You can see that the costs of this solution are for sure higher because of DB replication. I think it’s still affordable because it helps you recover from failure faster.
DB Replication can be done on AWS with RDS instances since they support Multi-AZ Replication. Multi-region replication is possible only with Aurora instances.
Warm Standby
As the name might suggest to you, it’s a technique with standby instances. Now we are getting to the much lower RTO, and costs start to go up.
With this technique, you have duplicate resources again, but here is what you will have:
DB Replica which is still in constant sync with the primary instance. You probably need to choose wisely what is the size of this instance. If you go for the lower instance, it will take up time to scale after a disaster. But keeping exact replicas will add costs.
Smaller server replicas which can handle traffic immediately after the disaster. They are usually not big enough to handle full traffic because you keep a smaller environment. But since you already have some resources, it will take less time to scale up from here.
As you can see in the image above, we didn’t provision all resources. Our second instance has only one server, but as disaster happened, scale-up kicked in, and DNS switched traffic to a different zone.
This way, we can recover much faster, in a mater of minutes, but costs will be higher since you need to provision resources that you need for your app to work. If you have multiple things, for example, Open Search, well you need to provision it, it just has to be smaller.
This is mostly good enough for most of the applications unless you are handling a huge amount of traffic and you need to recover in a matter of seconds or you will lose a huge amount of money.
Multi-Site Active/Active
This is an area of zero downtime with disaster recovery. How? You have the app deployed into multiple zones/Regions and route traffic to both of them in parallel.
The cost of this solution is pretty high because everything is replicated in both Zones/Regions. But you won’t have any downtime since if one region goes down, the second one still can serve traffic.
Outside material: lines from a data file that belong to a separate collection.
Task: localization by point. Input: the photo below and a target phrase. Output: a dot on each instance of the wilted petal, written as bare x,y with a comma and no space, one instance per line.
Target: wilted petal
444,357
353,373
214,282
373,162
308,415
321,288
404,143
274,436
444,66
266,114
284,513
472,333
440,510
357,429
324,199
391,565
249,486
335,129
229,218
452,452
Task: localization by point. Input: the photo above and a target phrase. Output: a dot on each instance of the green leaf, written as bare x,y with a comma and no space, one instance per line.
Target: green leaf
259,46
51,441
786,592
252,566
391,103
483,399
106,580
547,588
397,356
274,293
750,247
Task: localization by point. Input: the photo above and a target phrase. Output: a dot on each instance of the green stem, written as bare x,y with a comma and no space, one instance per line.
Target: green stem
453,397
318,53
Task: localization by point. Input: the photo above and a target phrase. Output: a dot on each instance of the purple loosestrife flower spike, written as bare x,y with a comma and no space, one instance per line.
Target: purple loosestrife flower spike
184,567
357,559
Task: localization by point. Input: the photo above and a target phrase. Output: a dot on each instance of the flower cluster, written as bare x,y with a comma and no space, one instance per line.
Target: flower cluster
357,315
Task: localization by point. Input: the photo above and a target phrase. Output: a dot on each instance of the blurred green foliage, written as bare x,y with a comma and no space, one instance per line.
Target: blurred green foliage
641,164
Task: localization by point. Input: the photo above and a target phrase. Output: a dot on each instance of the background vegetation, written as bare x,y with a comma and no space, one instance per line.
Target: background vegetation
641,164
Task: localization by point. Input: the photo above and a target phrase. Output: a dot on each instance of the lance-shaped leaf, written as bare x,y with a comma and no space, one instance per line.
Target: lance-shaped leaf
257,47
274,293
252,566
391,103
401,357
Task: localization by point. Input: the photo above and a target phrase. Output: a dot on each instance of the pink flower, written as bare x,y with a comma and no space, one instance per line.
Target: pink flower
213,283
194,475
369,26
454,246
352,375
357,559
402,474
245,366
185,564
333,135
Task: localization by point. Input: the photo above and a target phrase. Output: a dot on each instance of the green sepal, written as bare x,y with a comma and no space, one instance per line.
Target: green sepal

Most of the applications won’t benefit from this type of architecture, and it would be over-engineering for them.
Conclusion
Which one to select? As every senior engineer likes to say, it depends. Business stakeholders can help you drive this decision since they should be aware of what is expected RPO/RTO. Even with your thinking you can choose the appropriate solution since you understand the context in which a particular app is used.
Choose wisely, since using the over-engineered solution for the app which doesn’t bring money into the house isn’t a proper choice most likely. If it brings money into the house, then it probably needs proper disaster recovery.